Marie S., in Los Angeles, was barely eating while doing 2 hours of cardio a day—without losing weight. “It is through her coaching that I went from eating 75 grams of carbs a day to about 330 g of carbs with a fraction of the exercise,” she says. “I now lift three to four times a week and do 20 minutes of cardio twice a week. She taught me to let go of my fear of food and embrace strength training.”

Tu says she was drawn to Lee because of her personal experience with eating disorders. “I was going through a dark time in my life for 2 years with disordered eating and body dysmorphia,” she says. “It was affecting my relationships; I was pushing people away. It was nerve-wracking to send Sohee my measurements and my progress photos because I had such a bad relationship with my body. But she changed all of that. I wish I had met her sooner. My advice to other women who are in a similar situation is to reach out and get help.”

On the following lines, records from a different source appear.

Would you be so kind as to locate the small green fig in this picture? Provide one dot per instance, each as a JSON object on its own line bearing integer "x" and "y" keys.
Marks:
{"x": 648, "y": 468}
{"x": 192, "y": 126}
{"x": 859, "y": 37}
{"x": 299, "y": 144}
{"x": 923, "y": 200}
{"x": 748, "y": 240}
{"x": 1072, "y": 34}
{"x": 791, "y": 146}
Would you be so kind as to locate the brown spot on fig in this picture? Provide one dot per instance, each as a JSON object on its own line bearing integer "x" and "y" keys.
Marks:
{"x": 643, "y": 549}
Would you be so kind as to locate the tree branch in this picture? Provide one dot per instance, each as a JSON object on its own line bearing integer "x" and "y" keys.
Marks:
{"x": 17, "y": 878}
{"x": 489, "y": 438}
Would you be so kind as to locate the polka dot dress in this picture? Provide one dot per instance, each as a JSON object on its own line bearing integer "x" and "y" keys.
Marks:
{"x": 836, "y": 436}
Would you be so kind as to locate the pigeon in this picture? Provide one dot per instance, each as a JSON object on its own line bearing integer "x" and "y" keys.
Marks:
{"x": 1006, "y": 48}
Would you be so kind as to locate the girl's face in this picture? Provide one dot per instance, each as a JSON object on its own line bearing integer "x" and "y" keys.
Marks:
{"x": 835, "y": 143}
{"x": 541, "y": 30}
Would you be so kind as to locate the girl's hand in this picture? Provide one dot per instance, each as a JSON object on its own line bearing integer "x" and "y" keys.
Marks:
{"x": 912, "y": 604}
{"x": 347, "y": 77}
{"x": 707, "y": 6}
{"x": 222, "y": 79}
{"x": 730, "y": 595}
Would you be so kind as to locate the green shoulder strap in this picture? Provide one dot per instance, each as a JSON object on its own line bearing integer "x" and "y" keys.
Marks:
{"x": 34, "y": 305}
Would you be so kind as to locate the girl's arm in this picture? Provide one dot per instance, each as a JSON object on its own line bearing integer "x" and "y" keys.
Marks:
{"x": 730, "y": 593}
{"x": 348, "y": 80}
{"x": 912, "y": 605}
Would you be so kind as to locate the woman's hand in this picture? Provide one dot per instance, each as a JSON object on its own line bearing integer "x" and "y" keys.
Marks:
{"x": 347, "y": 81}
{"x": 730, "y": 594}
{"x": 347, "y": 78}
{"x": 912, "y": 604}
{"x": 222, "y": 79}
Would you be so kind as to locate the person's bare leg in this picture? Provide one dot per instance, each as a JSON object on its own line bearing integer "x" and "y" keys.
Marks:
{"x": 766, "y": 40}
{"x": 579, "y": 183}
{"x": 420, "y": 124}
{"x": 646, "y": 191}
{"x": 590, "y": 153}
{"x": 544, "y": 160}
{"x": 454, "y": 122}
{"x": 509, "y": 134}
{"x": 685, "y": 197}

Another client who has overcome bulimia with Sohee’s help is Andrea Szocs, who lives in Norway. Szocs says that sometimes she feels as if Lee knows her body better than she does. “She is my coach, but she is also like a friend to me,” says Szocs. “I trust her, and that is why our partnership is working so well. I think trust is fundamental in a relationship like this. I have never questioned [her programming], and [I’ve] made amazing progress while working with her. I have shed almost 10 kilograms of body fat, and I have become stronger and leaner.”

Szocs adds that Lee also helped her shift her mindset. “It’s important to me to do this right, to not get messed up mentally again when starting to register my calories,” she says. “Sohee supported me all the way using her knowledge and experience. The fact that she has listened to me and paid attention to my needs and wishes makes me sometimes think of her as my fairy godmother.”

Lee cherishes these testimonials.

“When it comes down to it, fitness in and of itself is not what I’m passionate about,” she says. “It’s you and what’s inside that noggin of yours. It’s what exists between me and you—this thing called a connection. A bond. I get such a high off nurturing something so intangible and watching as we help each other in some way. There’s no one-size-fits-all strategy. I want to make fitness work for you, not the other way around.”